Aplastic anemia patients might be excluded since it is not a malignant disease, but it would be ok to maintain them.
Author response : We agree with the reviewer’s comment and we apologize for this misunderstanding. Indeed, idiopathic acquired aplastic anemia (IAA) patients (N = 4) were already excluded in multivariate analysis. To improve the understanding of the impact of non-expressed KIR3DL1 alleles on relapse incidence after hHSCT, we have added this point in the revised manuscript (lines 436-437, 462).
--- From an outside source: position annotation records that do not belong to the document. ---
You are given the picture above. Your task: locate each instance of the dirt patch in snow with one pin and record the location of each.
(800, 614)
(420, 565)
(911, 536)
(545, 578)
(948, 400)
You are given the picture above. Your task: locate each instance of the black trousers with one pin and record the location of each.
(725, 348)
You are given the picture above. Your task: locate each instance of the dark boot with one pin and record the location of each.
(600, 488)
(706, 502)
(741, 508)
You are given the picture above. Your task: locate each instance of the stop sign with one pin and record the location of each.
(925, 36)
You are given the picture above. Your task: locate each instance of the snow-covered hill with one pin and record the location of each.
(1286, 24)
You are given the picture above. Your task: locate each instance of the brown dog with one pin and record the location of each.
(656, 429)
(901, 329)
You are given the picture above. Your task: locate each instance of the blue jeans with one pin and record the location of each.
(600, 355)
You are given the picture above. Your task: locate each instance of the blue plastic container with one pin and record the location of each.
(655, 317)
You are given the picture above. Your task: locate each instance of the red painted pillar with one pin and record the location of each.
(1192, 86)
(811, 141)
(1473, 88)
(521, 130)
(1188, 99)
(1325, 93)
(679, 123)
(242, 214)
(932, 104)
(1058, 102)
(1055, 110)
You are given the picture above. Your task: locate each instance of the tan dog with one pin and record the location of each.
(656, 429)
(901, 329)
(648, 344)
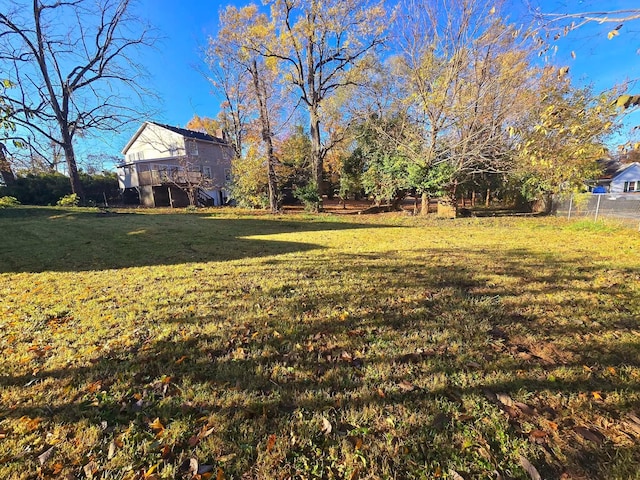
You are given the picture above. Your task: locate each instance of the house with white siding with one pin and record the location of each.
(170, 166)
(621, 178)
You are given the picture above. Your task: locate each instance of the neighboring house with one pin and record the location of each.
(620, 178)
(175, 167)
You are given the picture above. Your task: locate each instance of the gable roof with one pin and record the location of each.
(205, 137)
(624, 168)
(612, 168)
(191, 133)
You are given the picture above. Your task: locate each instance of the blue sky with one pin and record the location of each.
(175, 67)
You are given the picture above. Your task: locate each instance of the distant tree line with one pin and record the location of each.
(49, 188)
(435, 98)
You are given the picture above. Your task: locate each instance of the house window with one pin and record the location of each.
(192, 149)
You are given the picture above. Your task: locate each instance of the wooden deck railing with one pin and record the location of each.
(158, 177)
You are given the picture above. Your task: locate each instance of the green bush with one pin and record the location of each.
(47, 188)
(68, 201)
(8, 202)
(309, 196)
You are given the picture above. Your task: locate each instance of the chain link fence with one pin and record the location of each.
(595, 206)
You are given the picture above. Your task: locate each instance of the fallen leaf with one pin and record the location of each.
(326, 426)
(271, 441)
(530, 469)
(202, 469)
(406, 386)
(524, 408)
(157, 427)
(226, 458)
(112, 450)
(590, 435)
(90, 469)
(165, 451)
(505, 399)
(440, 421)
(43, 457)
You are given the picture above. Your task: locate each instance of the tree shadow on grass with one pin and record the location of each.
(410, 362)
(46, 239)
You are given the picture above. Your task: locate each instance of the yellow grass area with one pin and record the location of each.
(225, 345)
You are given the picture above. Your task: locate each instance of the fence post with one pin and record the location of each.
(570, 205)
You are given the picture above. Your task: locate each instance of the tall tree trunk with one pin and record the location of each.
(316, 148)
(424, 207)
(72, 170)
(261, 96)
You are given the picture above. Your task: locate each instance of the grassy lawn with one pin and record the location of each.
(219, 345)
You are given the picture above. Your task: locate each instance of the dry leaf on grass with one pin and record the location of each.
(589, 434)
(524, 408)
(90, 469)
(271, 441)
(326, 426)
(455, 475)
(406, 386)
(505, 399)
(43, 457)
(530, 469)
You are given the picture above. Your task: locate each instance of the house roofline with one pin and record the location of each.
(214, 140)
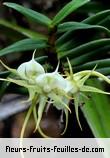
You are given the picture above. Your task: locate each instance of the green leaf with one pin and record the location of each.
(85, 48)
(37, 17)
(24, 31)
(96, 18)
(69, 8)
(72, 26)
(89, 65)
(23, 45)
(97, 112)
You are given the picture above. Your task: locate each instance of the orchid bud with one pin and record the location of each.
(30, 70)
(51, 81)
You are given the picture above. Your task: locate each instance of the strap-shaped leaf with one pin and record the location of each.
(97, 112)
(69, 8)
(23, 45)
(72, 26)
(89, 65)
(24, 31)
(92, 45)
(38, 17)
(89, 56)
(95, 19)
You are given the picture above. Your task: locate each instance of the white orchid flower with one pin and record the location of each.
(44, 87)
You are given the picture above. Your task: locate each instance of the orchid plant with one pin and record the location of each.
(71, 45)
(52, 87)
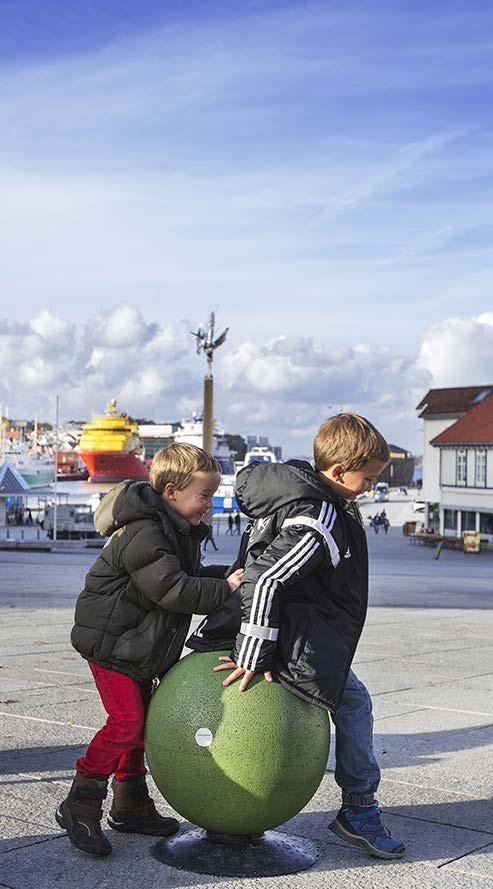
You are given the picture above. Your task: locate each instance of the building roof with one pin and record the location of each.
(455, 401)
(475, 427)
(11, 481)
I would not change the description of the laboratory work to study French healthy blood and hematopoietic stem cell donors, but I missed the discussion and conclusion about these results. In conclusion, congratulations for your work. I would recommend highlighting your laboratory findings and to change the title of the paper and the conclusion since they are based on only 14 hematopoietic stem cell haploidentical donors with KIR3DL1 null allotype for patients with myeloid malignancies.
Author response: The title and the conclusion of the manuscript (lines 477-481, 508, 510, 512, 515-526) has been modified accordingly.
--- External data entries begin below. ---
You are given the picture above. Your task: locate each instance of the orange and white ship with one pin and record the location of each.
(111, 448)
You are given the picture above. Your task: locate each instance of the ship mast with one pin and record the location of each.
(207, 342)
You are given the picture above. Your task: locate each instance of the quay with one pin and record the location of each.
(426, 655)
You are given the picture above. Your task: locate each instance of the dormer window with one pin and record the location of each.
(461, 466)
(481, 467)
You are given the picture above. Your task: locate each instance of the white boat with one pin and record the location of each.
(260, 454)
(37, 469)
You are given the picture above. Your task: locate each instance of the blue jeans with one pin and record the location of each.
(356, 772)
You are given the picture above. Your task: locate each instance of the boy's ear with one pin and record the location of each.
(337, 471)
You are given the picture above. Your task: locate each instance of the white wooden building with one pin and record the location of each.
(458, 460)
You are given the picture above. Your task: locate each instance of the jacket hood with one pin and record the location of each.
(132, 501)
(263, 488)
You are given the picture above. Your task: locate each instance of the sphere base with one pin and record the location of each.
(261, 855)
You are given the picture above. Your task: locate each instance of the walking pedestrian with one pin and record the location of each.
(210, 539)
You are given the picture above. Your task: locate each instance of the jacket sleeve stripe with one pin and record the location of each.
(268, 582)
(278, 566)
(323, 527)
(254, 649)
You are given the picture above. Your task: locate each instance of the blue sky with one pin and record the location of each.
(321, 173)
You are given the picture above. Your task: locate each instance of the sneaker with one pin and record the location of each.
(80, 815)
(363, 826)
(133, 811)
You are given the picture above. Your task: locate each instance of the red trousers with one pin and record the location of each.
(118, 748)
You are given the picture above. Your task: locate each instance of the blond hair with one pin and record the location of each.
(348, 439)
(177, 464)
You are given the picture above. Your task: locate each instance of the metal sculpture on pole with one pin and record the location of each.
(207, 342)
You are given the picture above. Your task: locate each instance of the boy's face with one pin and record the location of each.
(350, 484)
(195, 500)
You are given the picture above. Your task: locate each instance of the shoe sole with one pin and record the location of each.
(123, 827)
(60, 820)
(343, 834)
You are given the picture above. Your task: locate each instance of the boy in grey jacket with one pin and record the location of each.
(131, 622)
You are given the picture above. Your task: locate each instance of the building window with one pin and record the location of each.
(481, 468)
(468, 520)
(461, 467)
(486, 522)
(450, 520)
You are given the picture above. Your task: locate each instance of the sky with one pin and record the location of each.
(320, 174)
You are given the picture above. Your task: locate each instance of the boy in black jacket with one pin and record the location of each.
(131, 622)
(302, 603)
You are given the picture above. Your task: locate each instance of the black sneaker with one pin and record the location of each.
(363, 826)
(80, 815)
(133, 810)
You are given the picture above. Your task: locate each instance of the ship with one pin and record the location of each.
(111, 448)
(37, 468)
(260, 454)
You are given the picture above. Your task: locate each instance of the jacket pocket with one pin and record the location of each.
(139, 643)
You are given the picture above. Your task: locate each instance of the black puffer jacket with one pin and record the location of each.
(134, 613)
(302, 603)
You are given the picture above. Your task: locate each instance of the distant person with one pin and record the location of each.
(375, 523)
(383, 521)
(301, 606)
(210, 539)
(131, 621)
*Please use haploidentical (no hyphen) throughout the paper.
Author response : This has been corrected throughout the paper.
Author Response File: 
Author Response.docx
Reviewer 2 Report
This manuscript describe very interesting data on KIR polymorphisms in european population.
While the initial data are only descriptive, the authors thereafter well explored KIR polymorphisms with 1/ expression data after transfection experiments 2/ functional degranulation experiments.
And, then, the explorations were extended to clinical data, and KIR impact on allo-HSCT outcomes.
Manuscript is interesting, well-written, and presents very convincing data on the importance of KIR polymorphims explorations in the donor before allo-HSCT and before NK cells immunotherapies.
Author Response
This manuscript describe very interesting data on KIR polymorphisms in european population. While the initial data are only descriptive, the authors thereafter well explored KIR polymorphisms with 1/ expression data after transfection experiments 2/ functional degranulation experiments. And, then, the explorations were extended to clinical data, and KIR impact on allo-HSCT outcomes.
Manuscript is interesting, well-written, and presents very convincing data on the importance of KIR polymorphims explorations in the donor before allo-HSCT and before NK cells immunotherapies.
Author response : We thank you the reviewer for his valuable comments.